Q: Why is December 1 the cutoff date for separating release years?
A: People, perhaps irrationally, expect End-of-Year lists to come out before the end of the year, or at least that's what everyone else does. In early Polls, the cutoff date was Thanksgiving, but we switched to December 1 because it's easier to remember when you're comparing a release date. Nonetheless, the ballot invites go out earlier, in mid-November. And while many critics get advances before release date, many more don't, plus there are many records that don't get promoted (let alone known through word of mouth) until even later. The only silver lining here is that the number of records released in December drops off considerably.
Q: Is the December 1 cutoff date strictly enforced?
A: No. It isn't always easy to determine the release date (or even year). Also, many records have multiple release dates, depending on format, some overlapping years. Many records don't get noticed for some time after their release. On the other hand, on rare occasions an early-December release may be widely promoted ahead of time. (And every year someone votes for a promo where the release date is in the next year. That elicits a frown, but doesn't get stricken off.) We do recommend that you follow the date cutoff guidelines, but will accept exceptions. We do warn, however, that voting for records outside their year slot is often a waste of a vote, except in the rare case of crossover votes.
Q: What are carryover votes?
If a record gets votes in one year and more votes and more points in the next year, the previous year's votes and points are added to the following year's totals. This rarely happens, and rarely makes any appreciable difference. This rule follows a similar one in the Pazz & Jop poll, most notably when Michael Jackson's Thriller won the poll the year after it came out.
Q: If everything on a record is previously unreleased, shouldn't it be a New Release?
A: Only if all of the material was recorded in the last ten years. Any albuns containing older material should be considered as Historical (Rara Avis). This is a common source of confusion, albeit less so than under the pre-2012 rule. Most jazz albums provide recording dates, especially if they were recorded more than a few years ago. It is much harder to determine previous release history. It also seems a bit unfair to current musicians to have to compete against a previously unreleased set by Thelonious Monk or John Coltrane.

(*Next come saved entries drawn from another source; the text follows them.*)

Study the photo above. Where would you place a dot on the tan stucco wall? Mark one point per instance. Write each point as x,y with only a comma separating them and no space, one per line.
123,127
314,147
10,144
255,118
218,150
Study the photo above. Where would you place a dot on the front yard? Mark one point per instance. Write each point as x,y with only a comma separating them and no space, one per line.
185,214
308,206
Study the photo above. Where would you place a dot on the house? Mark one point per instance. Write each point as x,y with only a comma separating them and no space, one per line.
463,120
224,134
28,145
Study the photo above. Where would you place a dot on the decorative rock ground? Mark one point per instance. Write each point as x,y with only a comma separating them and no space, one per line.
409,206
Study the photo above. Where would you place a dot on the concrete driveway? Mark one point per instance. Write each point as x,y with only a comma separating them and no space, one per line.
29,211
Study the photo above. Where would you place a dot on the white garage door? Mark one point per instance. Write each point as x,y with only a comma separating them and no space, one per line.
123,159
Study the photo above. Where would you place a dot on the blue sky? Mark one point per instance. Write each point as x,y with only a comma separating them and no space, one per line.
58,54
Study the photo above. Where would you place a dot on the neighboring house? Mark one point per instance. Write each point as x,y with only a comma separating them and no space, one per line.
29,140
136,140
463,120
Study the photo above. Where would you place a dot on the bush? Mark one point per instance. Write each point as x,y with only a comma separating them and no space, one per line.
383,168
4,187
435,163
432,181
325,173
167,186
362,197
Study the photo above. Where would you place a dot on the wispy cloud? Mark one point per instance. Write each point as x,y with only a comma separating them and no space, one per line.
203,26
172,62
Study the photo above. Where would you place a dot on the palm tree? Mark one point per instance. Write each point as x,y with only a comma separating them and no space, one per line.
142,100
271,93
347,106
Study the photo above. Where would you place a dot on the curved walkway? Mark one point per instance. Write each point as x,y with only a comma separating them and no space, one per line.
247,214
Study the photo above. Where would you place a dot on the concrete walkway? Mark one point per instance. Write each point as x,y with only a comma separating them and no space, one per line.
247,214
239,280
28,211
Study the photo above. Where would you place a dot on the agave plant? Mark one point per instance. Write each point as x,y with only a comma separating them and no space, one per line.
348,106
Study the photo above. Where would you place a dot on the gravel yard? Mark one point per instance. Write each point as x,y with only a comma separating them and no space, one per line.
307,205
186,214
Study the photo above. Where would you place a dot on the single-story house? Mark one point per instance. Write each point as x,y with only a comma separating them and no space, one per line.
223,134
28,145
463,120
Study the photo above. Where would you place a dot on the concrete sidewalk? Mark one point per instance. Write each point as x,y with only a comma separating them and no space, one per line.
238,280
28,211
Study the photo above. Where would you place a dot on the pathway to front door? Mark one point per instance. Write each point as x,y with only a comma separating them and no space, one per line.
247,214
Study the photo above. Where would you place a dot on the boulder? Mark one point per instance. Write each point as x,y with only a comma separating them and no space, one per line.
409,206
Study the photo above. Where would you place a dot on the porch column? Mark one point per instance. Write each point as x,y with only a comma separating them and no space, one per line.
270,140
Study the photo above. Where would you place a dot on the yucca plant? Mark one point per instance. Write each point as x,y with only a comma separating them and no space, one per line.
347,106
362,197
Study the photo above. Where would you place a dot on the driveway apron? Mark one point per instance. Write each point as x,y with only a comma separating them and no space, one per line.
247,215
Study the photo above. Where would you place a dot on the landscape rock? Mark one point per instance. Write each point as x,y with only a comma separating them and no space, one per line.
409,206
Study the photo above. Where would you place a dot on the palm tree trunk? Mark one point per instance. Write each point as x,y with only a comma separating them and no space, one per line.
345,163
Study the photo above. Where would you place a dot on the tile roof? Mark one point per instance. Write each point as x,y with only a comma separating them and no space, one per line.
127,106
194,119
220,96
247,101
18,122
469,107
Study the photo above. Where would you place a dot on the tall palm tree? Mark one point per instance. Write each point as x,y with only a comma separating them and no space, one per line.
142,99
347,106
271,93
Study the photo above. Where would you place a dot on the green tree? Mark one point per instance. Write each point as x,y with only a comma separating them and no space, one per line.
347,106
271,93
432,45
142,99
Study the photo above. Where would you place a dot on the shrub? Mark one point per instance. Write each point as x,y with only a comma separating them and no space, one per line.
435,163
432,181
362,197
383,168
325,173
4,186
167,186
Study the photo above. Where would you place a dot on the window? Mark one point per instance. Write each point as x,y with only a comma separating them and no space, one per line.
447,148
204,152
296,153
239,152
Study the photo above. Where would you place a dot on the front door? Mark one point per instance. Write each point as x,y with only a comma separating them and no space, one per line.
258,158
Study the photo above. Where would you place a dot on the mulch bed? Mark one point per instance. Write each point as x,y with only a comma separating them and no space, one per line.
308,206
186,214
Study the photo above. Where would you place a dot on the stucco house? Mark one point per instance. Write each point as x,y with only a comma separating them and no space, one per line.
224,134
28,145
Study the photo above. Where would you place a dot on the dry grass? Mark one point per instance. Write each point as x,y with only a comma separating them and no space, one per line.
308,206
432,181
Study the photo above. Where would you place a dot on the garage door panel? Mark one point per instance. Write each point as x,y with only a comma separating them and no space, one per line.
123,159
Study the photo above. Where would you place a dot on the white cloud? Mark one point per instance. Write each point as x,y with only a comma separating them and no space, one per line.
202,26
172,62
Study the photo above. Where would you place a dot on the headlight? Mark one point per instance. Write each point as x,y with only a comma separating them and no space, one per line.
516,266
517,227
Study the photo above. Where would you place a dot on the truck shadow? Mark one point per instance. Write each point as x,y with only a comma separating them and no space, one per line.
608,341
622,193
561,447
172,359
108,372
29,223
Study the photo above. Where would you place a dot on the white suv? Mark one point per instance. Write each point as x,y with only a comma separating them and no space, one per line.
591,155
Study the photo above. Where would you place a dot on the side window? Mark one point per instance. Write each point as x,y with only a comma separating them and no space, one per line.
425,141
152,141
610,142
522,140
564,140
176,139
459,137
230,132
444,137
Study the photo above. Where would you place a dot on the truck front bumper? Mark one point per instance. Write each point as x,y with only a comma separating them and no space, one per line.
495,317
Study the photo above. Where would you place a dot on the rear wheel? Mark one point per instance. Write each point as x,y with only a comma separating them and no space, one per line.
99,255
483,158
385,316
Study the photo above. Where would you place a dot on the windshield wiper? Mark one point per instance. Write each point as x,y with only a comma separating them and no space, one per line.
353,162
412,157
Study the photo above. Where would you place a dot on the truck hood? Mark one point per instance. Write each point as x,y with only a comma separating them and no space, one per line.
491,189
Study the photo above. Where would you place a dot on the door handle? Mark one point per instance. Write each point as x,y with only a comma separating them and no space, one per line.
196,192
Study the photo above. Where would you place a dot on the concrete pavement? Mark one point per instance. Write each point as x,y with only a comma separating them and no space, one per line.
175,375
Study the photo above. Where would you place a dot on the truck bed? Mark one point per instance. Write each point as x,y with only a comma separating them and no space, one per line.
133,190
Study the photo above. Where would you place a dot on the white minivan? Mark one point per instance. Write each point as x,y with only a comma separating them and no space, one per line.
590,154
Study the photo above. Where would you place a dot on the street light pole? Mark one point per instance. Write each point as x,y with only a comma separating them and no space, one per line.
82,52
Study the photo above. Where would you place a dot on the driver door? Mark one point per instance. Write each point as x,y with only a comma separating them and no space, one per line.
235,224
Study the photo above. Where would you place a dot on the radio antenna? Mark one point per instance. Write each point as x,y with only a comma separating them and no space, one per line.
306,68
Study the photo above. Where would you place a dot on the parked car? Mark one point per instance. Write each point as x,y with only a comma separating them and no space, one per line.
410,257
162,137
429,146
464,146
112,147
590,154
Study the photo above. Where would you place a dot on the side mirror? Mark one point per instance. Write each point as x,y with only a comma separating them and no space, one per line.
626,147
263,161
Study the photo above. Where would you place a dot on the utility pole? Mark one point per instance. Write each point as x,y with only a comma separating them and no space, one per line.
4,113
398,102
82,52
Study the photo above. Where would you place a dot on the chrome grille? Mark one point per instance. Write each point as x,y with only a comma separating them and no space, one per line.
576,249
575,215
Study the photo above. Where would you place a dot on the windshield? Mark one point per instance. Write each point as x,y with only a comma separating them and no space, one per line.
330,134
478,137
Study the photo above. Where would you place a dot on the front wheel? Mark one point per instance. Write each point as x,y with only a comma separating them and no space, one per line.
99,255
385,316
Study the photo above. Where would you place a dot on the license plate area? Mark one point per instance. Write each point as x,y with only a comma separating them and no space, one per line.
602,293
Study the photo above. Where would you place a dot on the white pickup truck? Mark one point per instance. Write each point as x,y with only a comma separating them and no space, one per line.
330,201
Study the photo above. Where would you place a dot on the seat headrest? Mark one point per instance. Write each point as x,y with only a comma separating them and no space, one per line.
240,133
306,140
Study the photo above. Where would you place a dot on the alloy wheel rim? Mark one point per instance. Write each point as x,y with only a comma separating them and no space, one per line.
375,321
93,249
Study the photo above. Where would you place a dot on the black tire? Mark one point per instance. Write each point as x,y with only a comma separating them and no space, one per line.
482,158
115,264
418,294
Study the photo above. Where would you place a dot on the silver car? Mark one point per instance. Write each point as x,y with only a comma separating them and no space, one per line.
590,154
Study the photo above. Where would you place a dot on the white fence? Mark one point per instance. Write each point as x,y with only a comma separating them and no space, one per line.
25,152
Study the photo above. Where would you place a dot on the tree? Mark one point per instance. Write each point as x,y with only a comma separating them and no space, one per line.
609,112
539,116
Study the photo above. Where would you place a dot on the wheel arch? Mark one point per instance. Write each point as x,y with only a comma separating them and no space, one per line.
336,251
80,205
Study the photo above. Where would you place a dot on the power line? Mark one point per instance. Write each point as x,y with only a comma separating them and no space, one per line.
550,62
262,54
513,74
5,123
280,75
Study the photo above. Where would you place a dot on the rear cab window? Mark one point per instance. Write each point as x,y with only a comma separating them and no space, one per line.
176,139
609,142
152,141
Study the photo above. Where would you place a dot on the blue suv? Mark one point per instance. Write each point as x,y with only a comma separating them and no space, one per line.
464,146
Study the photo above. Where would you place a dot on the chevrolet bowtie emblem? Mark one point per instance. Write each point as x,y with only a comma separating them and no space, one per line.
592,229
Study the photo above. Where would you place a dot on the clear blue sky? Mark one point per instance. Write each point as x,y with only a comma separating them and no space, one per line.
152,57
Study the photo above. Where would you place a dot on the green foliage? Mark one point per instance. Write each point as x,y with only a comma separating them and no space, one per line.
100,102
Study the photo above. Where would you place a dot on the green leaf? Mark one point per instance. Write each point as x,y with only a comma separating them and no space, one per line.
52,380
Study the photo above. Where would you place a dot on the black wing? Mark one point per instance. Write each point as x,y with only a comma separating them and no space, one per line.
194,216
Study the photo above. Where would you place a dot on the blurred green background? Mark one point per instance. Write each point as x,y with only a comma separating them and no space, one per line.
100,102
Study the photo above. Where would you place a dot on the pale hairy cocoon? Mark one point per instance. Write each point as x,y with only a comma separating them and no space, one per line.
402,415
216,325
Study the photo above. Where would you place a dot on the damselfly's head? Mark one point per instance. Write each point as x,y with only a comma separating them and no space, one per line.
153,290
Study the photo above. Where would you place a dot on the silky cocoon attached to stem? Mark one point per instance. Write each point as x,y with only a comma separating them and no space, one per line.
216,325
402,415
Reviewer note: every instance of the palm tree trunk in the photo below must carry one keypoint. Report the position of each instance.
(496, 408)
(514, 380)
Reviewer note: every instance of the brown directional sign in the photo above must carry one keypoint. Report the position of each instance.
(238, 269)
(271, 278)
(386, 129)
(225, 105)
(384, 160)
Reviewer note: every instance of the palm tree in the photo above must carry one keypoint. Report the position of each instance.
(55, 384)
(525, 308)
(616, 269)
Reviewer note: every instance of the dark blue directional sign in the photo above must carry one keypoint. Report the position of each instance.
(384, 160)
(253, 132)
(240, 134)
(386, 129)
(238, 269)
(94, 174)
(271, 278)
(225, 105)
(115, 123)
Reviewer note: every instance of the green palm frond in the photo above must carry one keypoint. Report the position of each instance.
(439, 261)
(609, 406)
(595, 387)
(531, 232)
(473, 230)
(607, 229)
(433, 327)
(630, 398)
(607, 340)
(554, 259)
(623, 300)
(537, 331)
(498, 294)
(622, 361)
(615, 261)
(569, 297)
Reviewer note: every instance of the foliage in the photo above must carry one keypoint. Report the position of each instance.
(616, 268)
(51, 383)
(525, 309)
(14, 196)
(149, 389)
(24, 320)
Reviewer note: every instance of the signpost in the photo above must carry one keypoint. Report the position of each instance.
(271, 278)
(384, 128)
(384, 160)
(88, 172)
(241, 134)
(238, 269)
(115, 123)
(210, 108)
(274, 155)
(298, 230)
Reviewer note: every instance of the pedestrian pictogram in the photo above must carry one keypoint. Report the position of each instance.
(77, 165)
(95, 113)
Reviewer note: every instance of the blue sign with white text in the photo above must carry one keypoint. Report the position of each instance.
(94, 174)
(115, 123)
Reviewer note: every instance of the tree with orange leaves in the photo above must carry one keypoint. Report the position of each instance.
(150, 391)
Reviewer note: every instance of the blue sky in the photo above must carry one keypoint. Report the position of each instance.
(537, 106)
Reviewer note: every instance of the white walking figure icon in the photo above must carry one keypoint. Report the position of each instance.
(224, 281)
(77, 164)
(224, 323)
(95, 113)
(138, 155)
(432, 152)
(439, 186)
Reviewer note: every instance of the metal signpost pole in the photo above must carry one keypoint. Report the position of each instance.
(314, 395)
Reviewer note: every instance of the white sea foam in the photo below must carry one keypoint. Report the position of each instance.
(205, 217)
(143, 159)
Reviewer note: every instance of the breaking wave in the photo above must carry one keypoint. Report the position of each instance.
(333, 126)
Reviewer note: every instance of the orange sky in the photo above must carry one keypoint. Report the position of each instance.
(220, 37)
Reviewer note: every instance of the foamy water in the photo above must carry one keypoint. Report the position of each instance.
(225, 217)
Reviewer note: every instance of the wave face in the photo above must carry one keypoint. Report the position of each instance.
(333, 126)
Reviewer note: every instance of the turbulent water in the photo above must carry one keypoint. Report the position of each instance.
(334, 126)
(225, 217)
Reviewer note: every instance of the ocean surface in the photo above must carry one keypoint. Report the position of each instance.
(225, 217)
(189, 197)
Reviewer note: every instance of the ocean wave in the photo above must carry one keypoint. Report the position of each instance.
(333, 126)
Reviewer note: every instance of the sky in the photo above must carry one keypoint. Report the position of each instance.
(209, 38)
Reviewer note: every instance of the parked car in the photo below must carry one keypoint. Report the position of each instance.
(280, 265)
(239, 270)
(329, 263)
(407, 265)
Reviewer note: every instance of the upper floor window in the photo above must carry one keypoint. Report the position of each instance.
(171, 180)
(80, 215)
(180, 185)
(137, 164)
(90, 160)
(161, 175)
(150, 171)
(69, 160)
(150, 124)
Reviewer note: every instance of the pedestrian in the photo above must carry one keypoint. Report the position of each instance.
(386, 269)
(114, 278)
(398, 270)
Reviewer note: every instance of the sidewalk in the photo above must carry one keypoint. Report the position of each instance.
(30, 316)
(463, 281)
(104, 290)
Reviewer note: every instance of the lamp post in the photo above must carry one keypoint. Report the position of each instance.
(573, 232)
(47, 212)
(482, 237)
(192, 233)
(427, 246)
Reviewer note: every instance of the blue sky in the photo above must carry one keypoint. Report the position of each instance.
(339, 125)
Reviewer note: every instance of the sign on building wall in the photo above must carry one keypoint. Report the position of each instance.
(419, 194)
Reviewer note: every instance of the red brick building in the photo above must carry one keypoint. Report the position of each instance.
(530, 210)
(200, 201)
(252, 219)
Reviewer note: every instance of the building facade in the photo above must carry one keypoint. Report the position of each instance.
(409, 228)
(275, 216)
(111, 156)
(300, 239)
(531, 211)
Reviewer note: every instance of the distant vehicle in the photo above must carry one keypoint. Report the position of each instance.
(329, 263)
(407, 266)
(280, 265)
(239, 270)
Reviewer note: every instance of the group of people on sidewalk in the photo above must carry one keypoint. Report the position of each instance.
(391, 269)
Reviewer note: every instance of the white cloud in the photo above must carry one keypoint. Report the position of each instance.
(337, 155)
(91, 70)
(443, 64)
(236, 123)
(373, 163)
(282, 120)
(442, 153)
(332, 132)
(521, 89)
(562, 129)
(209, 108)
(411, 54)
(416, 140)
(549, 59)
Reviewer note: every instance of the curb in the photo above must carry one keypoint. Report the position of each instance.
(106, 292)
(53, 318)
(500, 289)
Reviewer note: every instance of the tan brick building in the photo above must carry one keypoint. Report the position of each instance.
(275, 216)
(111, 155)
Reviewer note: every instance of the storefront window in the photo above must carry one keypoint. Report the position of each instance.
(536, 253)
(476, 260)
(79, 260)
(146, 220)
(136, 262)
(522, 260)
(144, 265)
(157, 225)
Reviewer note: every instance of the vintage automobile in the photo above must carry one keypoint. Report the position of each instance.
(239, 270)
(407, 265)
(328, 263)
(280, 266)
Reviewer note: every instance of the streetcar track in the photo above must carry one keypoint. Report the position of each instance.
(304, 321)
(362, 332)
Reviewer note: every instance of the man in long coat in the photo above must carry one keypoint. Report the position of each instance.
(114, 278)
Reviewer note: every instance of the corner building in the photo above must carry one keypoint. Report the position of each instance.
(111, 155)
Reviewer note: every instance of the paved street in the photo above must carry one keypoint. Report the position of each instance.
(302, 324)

This rule was changed in 2012. Before that, the we drew the line strictly on whether all the material was previously unreleased or any was reissued. This allowed Charles Mingus to finish 2nd in 2007, and Sonny Rollins to win in 2008 and 2011 with his Road Shows archives. (The Monk/Coltrane At Carnegie Hall was released in 2005, so was fresh in mind.) Most other jazz polls made a distinction between New and Historical releases (with Rollins in the latter category).